The incessant sexualization of black people—of most of the decadent, skin-decked exports of that world yet-known until a few centuries ago (that is: the rest of it (the world)) for that matter, amongst ourselves and amongst others; the trauma which is known skin-deep, arising
out of, literally, a confrontation of The Past (not a matter of whose, for History covers most all of us in the same gangrenous, soiled robes) makes psychoanalysis, IN THE RIGHT HANDS, an apt rubric, fertile Grundlage for the examination of the intersection of love and death,
the failure of both, among black people. That we have, in essence, both maintained our mostly oral mode of communication, memorization, etc., due to the continued disavowal of Black literacy (although mass literacy, generally, which has given a dishonest sense of intellectual
security to most every American regardless of creed or station, has produced rather uniform results despite wildly variable material differences), combined with the blatant libidinality of the slur-as-sign, is yet more reason to give credence to the informal (contra formal-pharma
ceutical) method of neurotic release.

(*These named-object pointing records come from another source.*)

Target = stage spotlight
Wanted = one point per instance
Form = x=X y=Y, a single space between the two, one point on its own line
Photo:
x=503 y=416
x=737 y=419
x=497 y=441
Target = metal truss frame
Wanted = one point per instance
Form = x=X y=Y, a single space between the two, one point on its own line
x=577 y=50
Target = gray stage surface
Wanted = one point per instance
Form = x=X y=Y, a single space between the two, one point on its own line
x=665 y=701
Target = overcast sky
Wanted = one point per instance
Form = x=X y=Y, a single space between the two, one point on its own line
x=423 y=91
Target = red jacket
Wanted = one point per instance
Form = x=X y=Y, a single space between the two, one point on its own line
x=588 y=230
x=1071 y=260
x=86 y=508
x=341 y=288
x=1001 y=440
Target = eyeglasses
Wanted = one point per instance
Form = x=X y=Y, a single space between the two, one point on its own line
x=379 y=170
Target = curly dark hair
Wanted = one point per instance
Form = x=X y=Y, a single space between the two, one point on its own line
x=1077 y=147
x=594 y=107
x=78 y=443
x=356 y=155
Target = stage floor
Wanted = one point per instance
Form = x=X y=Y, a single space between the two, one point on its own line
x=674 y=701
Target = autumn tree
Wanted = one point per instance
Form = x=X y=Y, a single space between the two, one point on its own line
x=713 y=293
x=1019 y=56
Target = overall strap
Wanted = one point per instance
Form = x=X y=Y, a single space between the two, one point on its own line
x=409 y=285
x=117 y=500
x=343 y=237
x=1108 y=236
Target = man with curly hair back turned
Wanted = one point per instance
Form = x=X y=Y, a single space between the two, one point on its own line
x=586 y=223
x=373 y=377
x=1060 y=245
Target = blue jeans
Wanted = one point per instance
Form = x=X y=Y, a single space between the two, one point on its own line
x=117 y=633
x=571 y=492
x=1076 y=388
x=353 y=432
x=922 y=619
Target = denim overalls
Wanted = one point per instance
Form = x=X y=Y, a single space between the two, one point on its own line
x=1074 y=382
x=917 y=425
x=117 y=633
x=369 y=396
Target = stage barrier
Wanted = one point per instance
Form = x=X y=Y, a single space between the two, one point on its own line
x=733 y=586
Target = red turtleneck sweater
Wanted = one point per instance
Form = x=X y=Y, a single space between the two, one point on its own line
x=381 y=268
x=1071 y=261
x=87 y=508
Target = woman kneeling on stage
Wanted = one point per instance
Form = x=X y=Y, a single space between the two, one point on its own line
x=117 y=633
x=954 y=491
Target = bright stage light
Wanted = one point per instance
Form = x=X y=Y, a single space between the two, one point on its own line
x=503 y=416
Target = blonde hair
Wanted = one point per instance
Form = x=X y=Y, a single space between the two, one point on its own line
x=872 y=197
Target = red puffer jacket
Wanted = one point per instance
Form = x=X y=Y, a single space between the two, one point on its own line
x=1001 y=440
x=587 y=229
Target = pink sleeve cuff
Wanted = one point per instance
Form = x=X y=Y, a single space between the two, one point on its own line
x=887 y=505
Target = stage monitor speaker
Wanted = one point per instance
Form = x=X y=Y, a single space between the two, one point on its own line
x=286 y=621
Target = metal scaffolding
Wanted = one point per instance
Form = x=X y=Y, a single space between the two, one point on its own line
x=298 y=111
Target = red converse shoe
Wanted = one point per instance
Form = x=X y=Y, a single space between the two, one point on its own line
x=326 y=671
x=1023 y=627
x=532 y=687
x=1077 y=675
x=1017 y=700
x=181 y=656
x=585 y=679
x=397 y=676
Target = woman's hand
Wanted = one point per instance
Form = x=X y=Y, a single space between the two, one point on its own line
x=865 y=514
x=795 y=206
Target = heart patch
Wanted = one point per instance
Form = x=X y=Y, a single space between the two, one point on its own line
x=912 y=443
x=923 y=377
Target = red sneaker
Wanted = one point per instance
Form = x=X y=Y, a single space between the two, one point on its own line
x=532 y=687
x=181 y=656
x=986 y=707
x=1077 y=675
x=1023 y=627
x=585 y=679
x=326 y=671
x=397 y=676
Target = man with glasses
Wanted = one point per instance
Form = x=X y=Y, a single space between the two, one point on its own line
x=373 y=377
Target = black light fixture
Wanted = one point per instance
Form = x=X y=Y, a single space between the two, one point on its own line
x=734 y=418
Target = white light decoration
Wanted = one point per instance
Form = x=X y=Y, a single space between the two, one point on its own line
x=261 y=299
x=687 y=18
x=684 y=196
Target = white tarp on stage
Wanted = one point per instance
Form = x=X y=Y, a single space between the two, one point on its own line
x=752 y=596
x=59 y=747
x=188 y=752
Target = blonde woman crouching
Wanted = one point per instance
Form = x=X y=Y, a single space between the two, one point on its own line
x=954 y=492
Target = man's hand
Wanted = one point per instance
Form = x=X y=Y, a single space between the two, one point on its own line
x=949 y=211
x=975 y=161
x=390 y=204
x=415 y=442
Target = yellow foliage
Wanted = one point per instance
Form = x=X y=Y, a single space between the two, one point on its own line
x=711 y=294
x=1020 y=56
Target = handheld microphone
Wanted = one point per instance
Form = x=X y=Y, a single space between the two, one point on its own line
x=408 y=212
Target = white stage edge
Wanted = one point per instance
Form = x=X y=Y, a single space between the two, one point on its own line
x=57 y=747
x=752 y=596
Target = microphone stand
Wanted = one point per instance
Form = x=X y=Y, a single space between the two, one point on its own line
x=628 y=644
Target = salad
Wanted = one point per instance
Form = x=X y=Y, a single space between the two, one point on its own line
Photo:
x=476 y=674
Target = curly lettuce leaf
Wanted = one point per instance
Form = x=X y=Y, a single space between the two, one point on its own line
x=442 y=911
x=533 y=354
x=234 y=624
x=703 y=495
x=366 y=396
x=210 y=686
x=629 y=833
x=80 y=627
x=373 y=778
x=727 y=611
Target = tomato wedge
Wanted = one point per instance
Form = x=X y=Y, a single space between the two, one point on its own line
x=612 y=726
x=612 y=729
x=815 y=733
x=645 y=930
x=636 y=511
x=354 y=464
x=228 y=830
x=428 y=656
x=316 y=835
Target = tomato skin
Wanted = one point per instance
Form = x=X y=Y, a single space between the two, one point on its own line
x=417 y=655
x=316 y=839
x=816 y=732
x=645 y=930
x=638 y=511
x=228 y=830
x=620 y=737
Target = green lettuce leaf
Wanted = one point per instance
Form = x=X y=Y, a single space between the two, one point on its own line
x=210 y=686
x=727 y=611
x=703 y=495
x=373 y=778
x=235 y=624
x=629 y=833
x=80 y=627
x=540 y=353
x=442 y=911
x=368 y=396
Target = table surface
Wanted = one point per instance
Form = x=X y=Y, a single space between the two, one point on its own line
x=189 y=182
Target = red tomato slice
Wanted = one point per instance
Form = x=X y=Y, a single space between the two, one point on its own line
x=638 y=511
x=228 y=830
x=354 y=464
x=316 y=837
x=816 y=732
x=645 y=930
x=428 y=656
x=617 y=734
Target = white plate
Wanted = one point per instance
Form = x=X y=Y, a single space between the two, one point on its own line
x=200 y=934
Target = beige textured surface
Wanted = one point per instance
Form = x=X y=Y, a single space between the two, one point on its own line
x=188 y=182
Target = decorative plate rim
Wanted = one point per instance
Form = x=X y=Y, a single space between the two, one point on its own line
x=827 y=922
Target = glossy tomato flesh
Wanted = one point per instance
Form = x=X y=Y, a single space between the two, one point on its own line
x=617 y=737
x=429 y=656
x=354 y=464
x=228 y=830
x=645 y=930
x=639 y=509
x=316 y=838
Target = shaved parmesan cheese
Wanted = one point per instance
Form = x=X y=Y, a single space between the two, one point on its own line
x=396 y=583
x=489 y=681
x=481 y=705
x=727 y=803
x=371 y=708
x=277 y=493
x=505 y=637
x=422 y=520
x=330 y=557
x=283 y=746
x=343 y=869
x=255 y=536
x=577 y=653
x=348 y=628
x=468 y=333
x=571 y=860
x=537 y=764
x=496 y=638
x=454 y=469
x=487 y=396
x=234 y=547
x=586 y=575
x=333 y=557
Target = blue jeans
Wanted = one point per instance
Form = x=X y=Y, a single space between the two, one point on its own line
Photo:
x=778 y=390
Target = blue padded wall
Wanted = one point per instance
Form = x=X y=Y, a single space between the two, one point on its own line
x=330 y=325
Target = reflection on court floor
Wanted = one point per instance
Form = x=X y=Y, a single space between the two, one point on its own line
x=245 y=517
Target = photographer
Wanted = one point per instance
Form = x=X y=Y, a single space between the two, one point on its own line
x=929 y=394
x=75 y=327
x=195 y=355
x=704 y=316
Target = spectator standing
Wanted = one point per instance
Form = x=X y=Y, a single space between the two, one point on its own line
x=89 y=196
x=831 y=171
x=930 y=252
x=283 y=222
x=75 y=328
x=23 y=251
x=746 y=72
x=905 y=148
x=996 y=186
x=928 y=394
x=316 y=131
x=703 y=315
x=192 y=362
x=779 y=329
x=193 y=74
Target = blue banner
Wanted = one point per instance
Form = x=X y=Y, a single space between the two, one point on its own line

A pill cannot forgive you—it cannot assure you of your humanity, in spite of the blatantly inhuman which rests within, above, beyond, you, which surrounds you at every corner, curve, and contour; stabilization is very little—almost nothing,
in a world whose every movement seems a subversion, a veiling, of the last. Lacan says that religion will triumph over psychoanalysis; perhaps. Should confession continue to take place between master and servant, and not suffering equals: perhaps.